This means that at a mile, the crew can expect the shell to fall within a circle less than 30 feet wide. Closer in, it can deliver more impressive results and rapidly. But more importantly, it offers immediate extended range fire support for troops at remote bases, who may not have the time to wait for other artillery or air support to become available.
And that has been the goal of the system since it first entered service in an almost emergency capacity in 2011. The year before, the Pentagon’s Combating Terrorism Technical Support Office, or CTTSO, rushed 10 of an earlier version of the system, then known as the Enhanced Mortar Targeting System, or EMTAS, to special operators and conventional Army and Marine units in Afghanistan. That entire effort cost nearly $9 million.

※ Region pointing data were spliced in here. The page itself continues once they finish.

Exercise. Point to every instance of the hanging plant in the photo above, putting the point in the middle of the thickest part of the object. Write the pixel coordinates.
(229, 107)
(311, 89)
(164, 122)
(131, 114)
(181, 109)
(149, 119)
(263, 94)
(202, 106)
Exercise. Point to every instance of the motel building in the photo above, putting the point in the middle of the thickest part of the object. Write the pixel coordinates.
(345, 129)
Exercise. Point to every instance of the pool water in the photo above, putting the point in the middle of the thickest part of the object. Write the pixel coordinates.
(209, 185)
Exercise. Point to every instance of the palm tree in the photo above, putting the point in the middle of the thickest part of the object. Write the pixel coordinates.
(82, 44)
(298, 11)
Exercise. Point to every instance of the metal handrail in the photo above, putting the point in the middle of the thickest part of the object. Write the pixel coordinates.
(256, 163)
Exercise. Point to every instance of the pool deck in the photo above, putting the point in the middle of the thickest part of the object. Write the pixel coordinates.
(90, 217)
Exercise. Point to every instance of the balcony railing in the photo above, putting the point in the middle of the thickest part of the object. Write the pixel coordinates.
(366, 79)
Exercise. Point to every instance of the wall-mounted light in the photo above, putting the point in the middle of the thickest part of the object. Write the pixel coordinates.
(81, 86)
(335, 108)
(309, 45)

“Existing Forward Operating Base (FOB) defense systems currently provide only the capability to detect, provide warning, and assess potential threats,” a subsequent Pentagon budget document explained in requesting additional funds to sustain the project. “At smaller, more remote locations, the kinetic response capability is limited only to existing organic weapon systems, which can become overwhelmed; or, to supporting arms which may be unavailable due to weather, competing requirements or Rules of Engagement (ROE).”
In 2013, another urgent request from special operators in Afghanistan called for more and better versions of the system to guard their operating sites, resulting in the Improved EMTAS. The Pentagon’s Rapid Reaction Technology Office, or RRTO, coordinated that program, which the Army subsequently managed. The service then rebranded the weapon as the AMPS and continues to support the system on behalf of the special operations community. Elbit also offers a further improved version of the system, known as the Spear Mk 2, for a wide variety of vehicle and dismounted applications.
In Syria, where battle lines and the allegiances of certain groups can change rapidly, having the mortars in place gives American troops and their partners significant firepower in the event that they come under attack. It’s no surprise that the forces in Manbij, who are now concerned about a new Turkish-backed intervention, have decided to move the weapons into place to help guard their positions.
“I want to get out – I want to bring our troops back home,” U.S. President Donald Trump said at a press conference on March 3, 2018. “It’s time. We were very successful against ISIS.”
But the presence of these heavily fortified sites, defended in part by emplaced weapons such as the computer-assisted mortars, seems to suggest that American troops are expecting to remain in Syria for the foreseeable future.
Correction: The original version of this article said that the initial versions of the EMTAS had the ability to hit within an area with a diameter equivalent to five percent of the range. The stated accuracy was in fact half a percent.